The scandal over the treatment of foreign prisoners by American soldiers widened yesterday with US army officials confirming that they have been investigating the deaths of 25 prisoners held by US forces in Iraq and Afghanistan, writes Conor O'Clery, North America Editor, in New York.
News of the investigations came as the Pentagon warned members of Congress that there was more to be revealed about abuse of prisoners in Iraq and Afghanistan, following the publication of pictures showing US soldiers grossly humiliating inmates at the Abu Ghraib prison outside Baghdad.
Two Americans, one an Army soldier and the other a civilian contractor, were responsible for two deaths, army officials said in Washington. The soldier was convicted by a courtmartial of killing a prisoner by hitting him with a rock, and was reduced in rank to private and discharged, but did not serve any jail time.
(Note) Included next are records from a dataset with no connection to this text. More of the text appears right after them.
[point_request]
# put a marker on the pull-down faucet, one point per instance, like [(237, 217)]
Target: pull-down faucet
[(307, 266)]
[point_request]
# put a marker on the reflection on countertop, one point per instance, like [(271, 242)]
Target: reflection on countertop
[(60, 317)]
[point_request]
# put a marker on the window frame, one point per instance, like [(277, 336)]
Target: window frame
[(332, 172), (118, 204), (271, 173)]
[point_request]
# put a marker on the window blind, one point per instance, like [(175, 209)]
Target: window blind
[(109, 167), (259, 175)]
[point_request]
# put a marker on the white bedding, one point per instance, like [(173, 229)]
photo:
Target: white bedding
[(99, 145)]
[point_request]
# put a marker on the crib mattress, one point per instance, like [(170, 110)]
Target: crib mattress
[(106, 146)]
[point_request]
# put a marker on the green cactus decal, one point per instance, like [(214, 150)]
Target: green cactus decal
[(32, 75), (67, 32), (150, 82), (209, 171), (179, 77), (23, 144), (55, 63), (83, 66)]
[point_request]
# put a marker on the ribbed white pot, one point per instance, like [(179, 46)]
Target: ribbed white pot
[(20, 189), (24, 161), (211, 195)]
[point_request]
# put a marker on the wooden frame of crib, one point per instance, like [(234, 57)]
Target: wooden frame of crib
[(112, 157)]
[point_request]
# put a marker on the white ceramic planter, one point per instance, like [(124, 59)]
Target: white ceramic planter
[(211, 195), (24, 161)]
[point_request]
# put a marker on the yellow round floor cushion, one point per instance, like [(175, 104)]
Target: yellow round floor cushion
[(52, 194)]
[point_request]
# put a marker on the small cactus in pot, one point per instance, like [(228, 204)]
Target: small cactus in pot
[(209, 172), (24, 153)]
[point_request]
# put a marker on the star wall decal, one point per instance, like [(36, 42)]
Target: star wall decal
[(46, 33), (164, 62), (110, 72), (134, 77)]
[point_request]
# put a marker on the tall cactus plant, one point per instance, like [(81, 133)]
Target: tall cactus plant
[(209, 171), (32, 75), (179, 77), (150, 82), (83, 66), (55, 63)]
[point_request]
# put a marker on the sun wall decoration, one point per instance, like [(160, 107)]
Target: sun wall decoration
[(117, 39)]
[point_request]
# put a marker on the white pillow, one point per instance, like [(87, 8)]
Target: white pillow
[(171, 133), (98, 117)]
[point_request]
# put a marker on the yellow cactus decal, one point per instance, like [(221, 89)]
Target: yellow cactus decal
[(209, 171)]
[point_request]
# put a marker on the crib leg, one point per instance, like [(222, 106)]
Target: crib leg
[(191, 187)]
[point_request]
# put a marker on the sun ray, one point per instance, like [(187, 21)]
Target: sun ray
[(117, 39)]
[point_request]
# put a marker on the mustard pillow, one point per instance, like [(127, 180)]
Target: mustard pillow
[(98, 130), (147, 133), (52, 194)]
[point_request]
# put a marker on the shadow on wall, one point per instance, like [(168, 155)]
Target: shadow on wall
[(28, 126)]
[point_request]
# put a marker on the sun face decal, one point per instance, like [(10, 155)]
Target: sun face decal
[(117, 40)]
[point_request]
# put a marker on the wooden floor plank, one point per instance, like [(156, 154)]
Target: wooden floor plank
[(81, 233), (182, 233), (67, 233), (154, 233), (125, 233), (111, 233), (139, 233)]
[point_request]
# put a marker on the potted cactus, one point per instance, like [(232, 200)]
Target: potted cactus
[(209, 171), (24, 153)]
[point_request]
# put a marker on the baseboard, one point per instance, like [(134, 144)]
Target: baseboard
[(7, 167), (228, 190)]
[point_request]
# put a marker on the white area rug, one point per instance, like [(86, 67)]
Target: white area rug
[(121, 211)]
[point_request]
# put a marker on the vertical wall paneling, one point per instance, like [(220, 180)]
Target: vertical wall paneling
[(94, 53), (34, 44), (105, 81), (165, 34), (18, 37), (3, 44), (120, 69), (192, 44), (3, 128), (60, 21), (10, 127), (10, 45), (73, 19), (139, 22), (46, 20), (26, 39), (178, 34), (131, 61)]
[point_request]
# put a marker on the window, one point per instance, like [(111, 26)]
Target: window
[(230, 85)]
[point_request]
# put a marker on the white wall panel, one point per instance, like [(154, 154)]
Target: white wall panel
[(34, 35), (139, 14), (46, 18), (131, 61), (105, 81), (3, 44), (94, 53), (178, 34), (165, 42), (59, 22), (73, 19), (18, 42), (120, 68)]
The private contractor worked for the CIA and was found to have committed the other homicide, and his fate was not stated.
Another report being investigated by Pentagon officials is that the woman soldier who was shown pointing at naked prisoners in the photographs had sexual intercourse with a military policeman in front of inmates.
Democratic Senator Edward Kennedy emerged from a briefing by Pentagon officials on Capitol Hill to say that he feared the allegations made public so far are "the beginning rather than the end" of the scandal. In further fallout from the affair, the US-appointed human rights minister in Baghdad, Mr Abdul-Basat al-Turki, has resigned in protest and demanded that Iraqi officials be allowed to participate in the running of prisons.
In Geneva the UN Commission on Human Rights has reacted by opening an investigation into civil rights in Iraq.
US officials said yesterday they had ordered the end of the use of hoods to blindfold Iraqi prisoners. The pictures taken by soldiers and first broadcast on CNN showed hooded detainees being abused at Abu Ghraib prison. Six US soldiers have been reprimanded and six others face courtmartial for their actions. Meanwhile several Iraqis who have been released from US custody have given horrifying accounts in the US media of ill-treatment and beatings.
In his first comments about the matter yesterday, the US Defence Secretary, Mr Donald Rumsfeld, said: "We're taking and will continue to take whatever steps are necessary to hold accountable those that may have violated the code of military conduct and betrayed the trust placed in them by the American people."
The Secretary of State, Mr Colin Powell, said he believed only a "small number" of American troops had been involved and vowed they would be quickly brought to justice for the world to "observe and watch."
Because of embarrassment over the affair, the State Department has delayed the release of a human rights report due out today criticising other nations.